I've tried both Rx adderall and generic. Rx is much better. It didn't do anything but sorta help me focus, have a good workout and stay up for 24+hrs. 
In the bold there....and big box Pharma wins again. They will help you but only if they can profit from it.


----------



## KurtG85 (Sep 19, 2008)

meyaj said:


> The fact that it can be used to treat ADHD effectively for years/indefinitely, but SA without comorbid ADHD generally has you developing tolerance to the helpful effects really quickly?


All depends on the person. Definitely not universal as I have been on it for many years and developed 0 tolerance whatsoever.

As for whether adderall helps or worsens my anxiety, that all depends on the exact kind of anxiety you are describing. Adderall helps my anxiety in some situations and worsens it in others.


----------



## UltraShy (Nov 8, 2003)

SilverNova said:


> I've tried both Rx adderall and generic. Rx is much better.


It's my understanding that both immediate release generic adderall and dextroamphetamine currently only have one US maker: Teva, a huge generic drug maker based in Israel (which I once noticed I own stock in through an emerging markets index fund).

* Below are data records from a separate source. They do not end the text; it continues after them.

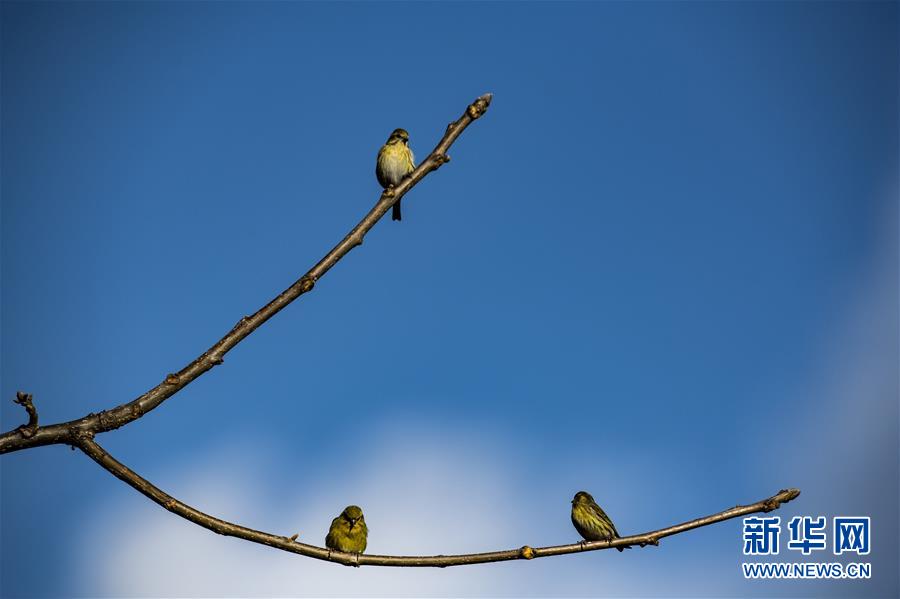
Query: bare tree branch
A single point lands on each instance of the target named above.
(80, 433)
(287, 543)
(66, 432)
(24, 399)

It seems Teva bought out Barr's dex IR operation, and still sells it with the "B" emblem on one side.


----------



## SilverNova (Mar 19, 2010)

UltraShy said:


> It's my understanding that both immediate release generic adderall and dextroamphetamine currently only have one US maker: Teva, a huge generic drug maker based in Israel (which I once noticed I own stock in through an emerging markets index fund).
> 
> It seems Teva bought out Barr's dex IR operation, and still sells it with the "B" emblem on one side.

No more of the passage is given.